Histologic Classification Could Aid Prognosis in Lung Adenocarcinoma

August 10, 2015

New classification guidelines for histologic subtypes of stage I lung adenocarcinoma offer prognostic value, according to a recent study.

New classification guidelines for histologic subtypes of stage I lung adenocarcinoma offer prognostic value, according to a new study. Solid-predominant subtype was associated with an increased risk of early recurrence and post-recurrence survival.

“The new International Association for the Study of Lung Cancer, American Thoracic Society, and European Respiratory Society (IASLC/ATS/ERS) classification characterizes lung adenocarcinoma as a heterogeneous mixture of histologic subtypes, with the predominant histologic subtype able to stratify recurrence-free survival,” wrote study authors led by Prasad S. Adusumilli, MD, of Memorial Sloan Kettering Cancer Center in New York. The new study was designed to assess the prognostic utility of this classification.

The classification guidelines group tumors into adenocarcinoma in situ, minimally invasive adenocarcinoma, and invasive adenocarcinoma, which is then subdivided into lepidic-predominant, acinar-predominant, papillary-predominant, micropapillary-predominant, solid-predominant, colloid-predominant, and invasive mucinous carcinoma. Using those categories, tumors were given an architectural grade of low, medium, or high.

The study included a total of 1,120 patients with resected stage I lung adenocarcinoma. During a median follow-up of 60 months, 188 patients (17%) experienced recurrence; at the end of the study period, 308 of the patients had died and 103 of the patients with recurrence died as a result of lung cancer. Results were published in the Journal of Clinical Oncology.

Patients with solid-predominant tumors had the highest risk of recurrence. Those patients had a recurrence risk of 75% within 2 years compared with 51% in nonsolid tumors (P = .007). They also had more extrathoracic recurrences (77% vs 37%; P < .001) and more multisite recurrences (47% vs 26%; P = .011).
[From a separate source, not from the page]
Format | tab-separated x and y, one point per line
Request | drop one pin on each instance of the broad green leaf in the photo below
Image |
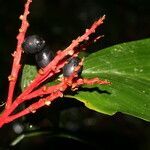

Among those patients who experienced recurrence, the 2-year post-recurrence survival rate was 45%, with a median of 26.1 months. On multivariate analysis among patients who recurred, solid-predominant histologic pattern yielded a worse post-recurrence survival, with a hazard ratio (HR) of 1.76 (P = .016). Age older than 65 years was also a significant predictor, with an HR of 1.63 (P = .01), as was sublobar resection, with an HR of 1.6 (P = .01).

The authors concluded that the IASLC/ATS/ERS classification system “can be readily implemented in the treatment of patients with early-stage lung adenocarcinoma,” and that the finding that solid-predominant tumors are associated with poorer outcomes “underlines the need to investigate adjuvant therapeutic strategies for these patients.”